2. Compression Stroke:

   • Both inlet and outlet valves are closed
   • Piston moves upward, compressing the fuel-air mixture
   • Temperature rises to approximately 500°C
   • Pressure increases significantly
   • Crankshaft completes a full 360° rotation from start

3. Working Stroke:

   • Both valves remain closed
   • Spark plug ignites the compressed mixture
   • Combustion raises temperature to ~2000°C and pressure to ~15 atm
   • Expanding gases force the piston downward
   • This is the only power-producing stroke
   • Crankshaft reaches 540° of rotation

4. Exhaust Stroke:

   • Outlet valve opens while inlet valve remains closed
   • Piston moves upward, expelling burnt gases
   • Cylinder is cleared for the next cycle
   • Crankshaft completes full 720° rotation (two revolutions)

The working stroke is distinct because:

• It's the only power-producing phase among the four strokes
• Energy from fuel combustion is converted to mechanical work
• High temperature (~2000°C) and pressure (~15 atm) push the piston downward
• The crankshaft receives rotational force during this stroke
• All other strokes consume energy rather than produce it

Engine efficiency is directly related to the working stroke because:

• The ratio of useful work output to energy input occurs here
• Incomplete combustion during this stroke wastes fuel energy
• Heat losses during combustion reduce the pressure acting on the piston
• The design of the combustion chamber affects flame propagation
• Maximum pressure achieved determines the force applied to the piston

Note: In practical engines, only about 25-30% of the fuel's chemical energy is converted to useful mechanical work during this stroke, with the remainder lost as heat and friction.

In a p-V diagram of a Carnot cycle:

Work:

• The area enclosed by the entire cycle represents the net work output (W) of the engine
• Clockwise cycles produce positive work (heat engines)
• During expansion processes (a→b and b→c), work is done by the system (positive)
• During compression processes (c→d and d→a), work is done on the system (negative)

Heat:

• During isothermal expansion (a→b): Heat Q₁ enters the system at temperature T₁
• During isothermal compression (c→d): Heat Q₂ leaves the system at temperature T₂
• During adiabatic processes (b→c and d→a): No heat exchange (Q = 0)
• Net heat input = Q₁ - Q₂

Entropy changes:

• Isothermal expansion (a→b): ΔS = Q₁/T₁ (positive)
• Isothermal compression (c→d): ΔS = -Q₂/T₂ (negative)
• Adiabatic processes (b→c and d→a): ΔS = 0
• For the complete cycle: ΔS = 0 (entropy is a state function)

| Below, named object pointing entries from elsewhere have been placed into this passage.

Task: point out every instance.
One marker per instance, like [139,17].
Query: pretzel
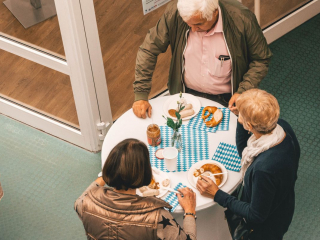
[217,116]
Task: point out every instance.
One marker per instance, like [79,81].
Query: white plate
[171,103]
[193,180]
[158,178]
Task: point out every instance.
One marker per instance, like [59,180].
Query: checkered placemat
[172,198]
[195,147]
[227,154]
[197,122]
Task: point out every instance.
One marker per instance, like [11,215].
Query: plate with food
[191,105]
[210,168]
[159,181]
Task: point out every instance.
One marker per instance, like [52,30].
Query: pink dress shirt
[204,72]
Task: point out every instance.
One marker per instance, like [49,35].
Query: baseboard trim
[292,21]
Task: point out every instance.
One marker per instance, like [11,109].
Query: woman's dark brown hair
[128,165]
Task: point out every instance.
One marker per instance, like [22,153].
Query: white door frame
[84,65]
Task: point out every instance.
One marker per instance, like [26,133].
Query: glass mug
[153,135]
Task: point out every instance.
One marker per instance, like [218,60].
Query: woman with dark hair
[116,212]
[270,158]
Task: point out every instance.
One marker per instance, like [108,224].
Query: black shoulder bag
[238,226]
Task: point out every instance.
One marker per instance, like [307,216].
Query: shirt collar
[218,27]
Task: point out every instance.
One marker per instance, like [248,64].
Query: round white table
[210,222]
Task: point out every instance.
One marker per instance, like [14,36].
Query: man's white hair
[189,8]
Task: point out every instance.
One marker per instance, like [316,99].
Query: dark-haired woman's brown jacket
[110,215]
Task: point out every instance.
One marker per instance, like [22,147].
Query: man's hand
[141,107]
[207,187]
[188,201]
[232,103]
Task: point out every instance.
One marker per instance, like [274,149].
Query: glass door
[49,76]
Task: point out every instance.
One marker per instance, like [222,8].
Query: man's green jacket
[248,48]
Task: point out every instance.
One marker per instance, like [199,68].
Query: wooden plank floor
[122,28]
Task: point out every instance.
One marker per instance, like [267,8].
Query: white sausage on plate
[186,113]
[151,192]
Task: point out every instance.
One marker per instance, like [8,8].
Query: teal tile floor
[42,176]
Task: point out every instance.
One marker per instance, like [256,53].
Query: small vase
[176,140]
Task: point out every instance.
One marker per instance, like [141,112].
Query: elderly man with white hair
[218,52]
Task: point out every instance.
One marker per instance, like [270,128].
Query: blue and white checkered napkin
[227,154]
[197,122]
[172,198]
[195,147]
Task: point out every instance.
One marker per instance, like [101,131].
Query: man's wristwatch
[185,214]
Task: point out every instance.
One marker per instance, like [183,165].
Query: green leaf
[170,123]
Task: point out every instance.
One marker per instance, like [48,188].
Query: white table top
[130,126]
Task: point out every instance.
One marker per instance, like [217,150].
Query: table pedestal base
[210,223]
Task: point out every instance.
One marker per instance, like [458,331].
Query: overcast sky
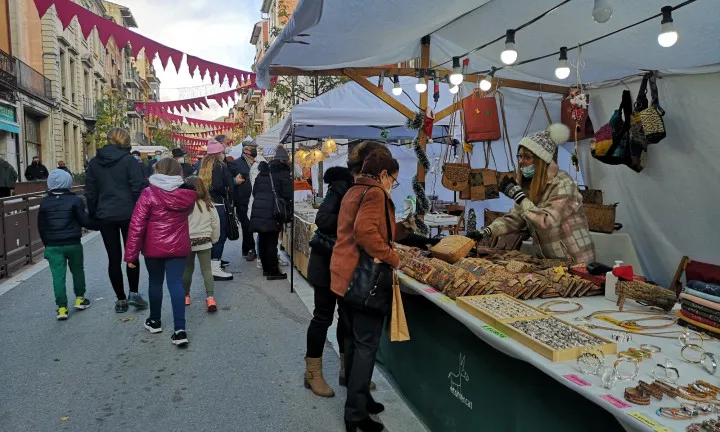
[214,30]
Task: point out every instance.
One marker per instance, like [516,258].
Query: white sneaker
[218,273]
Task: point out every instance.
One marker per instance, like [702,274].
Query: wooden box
[503,324]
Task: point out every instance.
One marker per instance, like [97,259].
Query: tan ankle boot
[314,379]
[343,380]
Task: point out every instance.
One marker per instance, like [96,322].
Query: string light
[509,55]
[397,90]
[563,69]
[668,35]
[602,11]
[456,78]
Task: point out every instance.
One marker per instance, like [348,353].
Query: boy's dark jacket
[61,218]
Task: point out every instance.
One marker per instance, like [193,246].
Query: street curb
[35,269]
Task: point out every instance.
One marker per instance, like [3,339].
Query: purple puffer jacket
[159,225]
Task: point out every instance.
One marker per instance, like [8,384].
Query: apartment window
[63,74]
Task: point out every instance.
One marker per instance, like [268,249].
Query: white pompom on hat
[544,144]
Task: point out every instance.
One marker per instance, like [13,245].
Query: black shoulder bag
[370,288]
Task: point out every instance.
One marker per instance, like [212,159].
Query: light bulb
[485,84]
[456,78]
[509,55]
[668,35]
[563,69]
[602,11]
[421,86]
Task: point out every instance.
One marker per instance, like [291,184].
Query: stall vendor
[547,202]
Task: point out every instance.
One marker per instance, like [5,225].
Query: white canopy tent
[667,208]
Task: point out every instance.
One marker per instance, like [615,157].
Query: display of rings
[650,348]
[707,361]
[692,348]
[627,377]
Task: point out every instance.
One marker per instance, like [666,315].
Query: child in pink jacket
[159,229]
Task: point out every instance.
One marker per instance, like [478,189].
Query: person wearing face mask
[241,165]
[179,155]
[547,202]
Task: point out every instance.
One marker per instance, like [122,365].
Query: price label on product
[493,330]
[617,403]
[642,418]
[577,380]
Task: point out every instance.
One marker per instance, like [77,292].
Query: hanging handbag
[652,116]
[370,288]
[480,115]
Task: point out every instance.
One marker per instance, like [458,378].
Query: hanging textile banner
[67,10]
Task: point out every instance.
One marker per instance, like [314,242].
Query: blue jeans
[219,247]
[172,269]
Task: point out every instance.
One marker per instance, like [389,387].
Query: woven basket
[601,218]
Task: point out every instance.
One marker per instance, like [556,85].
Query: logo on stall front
[456,380]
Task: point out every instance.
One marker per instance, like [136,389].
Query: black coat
[340,180]
[241,192]
[114,181]
[36,172]
[61,218]
[261,217]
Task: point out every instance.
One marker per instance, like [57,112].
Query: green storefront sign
[458,383]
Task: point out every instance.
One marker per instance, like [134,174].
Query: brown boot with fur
[314,379]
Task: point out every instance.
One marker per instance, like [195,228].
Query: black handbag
[370,288]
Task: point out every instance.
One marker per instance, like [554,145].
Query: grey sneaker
[121,306]
[137,301]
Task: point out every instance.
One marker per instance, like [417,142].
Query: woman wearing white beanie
[547,202]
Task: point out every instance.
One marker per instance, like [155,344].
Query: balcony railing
[8,76]
[33,81]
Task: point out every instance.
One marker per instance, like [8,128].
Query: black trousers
[112,233]
[361,344]
[248,241]
[267,243]
[325,301]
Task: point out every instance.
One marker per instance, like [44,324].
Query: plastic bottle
[610,284]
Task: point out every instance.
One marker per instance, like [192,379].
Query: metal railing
[33,81]
[7,70]
[21,244]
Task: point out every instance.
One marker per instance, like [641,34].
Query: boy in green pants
[61,218]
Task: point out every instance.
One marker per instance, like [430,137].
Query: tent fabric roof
[351,112]
[347,33]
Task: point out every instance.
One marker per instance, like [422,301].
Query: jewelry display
[627,377]
[555,333]
[545,307]
[688,358]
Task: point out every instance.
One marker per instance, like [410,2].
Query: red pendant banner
[67,10]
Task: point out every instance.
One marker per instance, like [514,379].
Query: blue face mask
[528,171]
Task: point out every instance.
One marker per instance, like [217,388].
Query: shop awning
[9,126]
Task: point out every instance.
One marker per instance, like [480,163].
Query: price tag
[493,330]
[642,418]
[577,380]
[617,403]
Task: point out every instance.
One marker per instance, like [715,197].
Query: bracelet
[692,347]
[545,307]
[621,360]
[713,364]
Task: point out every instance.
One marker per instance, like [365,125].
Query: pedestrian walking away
[204,226]
[61,218]
[160,231]
[113,183]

Mathematical relationships:

• Efficiency: η = W/Q₁ = 1 - Q₂/Q₁ = 1 - T₂/T₁
• The ratio Q₁/T₁ = Q₂/T₂ (a fundamental property of the Carnot cycle)

The enclosed area's significance extends beyond work done - it represents the maximum possible conversion of heat to work for any engine operating between temperatures T₁ and T₂, as established by the Second Law of Thermodynamics.

Kelvin-Planck Statement

"It is impossible to design a heat engine which works in a cyclic process and whose only result is to take heat from a body at a single temperature and convert it completely into mechanical work."

Fundamental Implications

1. Efficiency Limitations:

   • No heat engine can achieve 100% efficiency
   • Maximum theoretical efficiency is limited to Carnot efficiency: $\eta_{max} = 1 - \frac{T_C}{T_H}$
   • Some heat must always be rejected to a cold reservoir

2. Temperature Requirements:

   • Heat engines must operate between two different temperatures
   • A temperature differential is mandatory for converting heat to work
   • Cannot extract useful work from objects at uniform/ambient temperature

3. Directionality of Energy Conversion:

   • Work can be completely converted to heat (e.g., friction)
   • Heat cannot be completely converted to work in a cyclic process
   • Spontaneous processes that convert heat entirely to work are impossible

4. Practical Consequences:

   • Perpetual motion machines of the second kind are impossible
   • Cannot extract unlimited energy from environment without temperature differences
   • Explains why we need fuel in engines despite abundant thermal energy in surroundings

Example: A hypothetical device that extracts heat from ocean water and converts it entirely to mechanical energy without creating any other changes would violate this principle.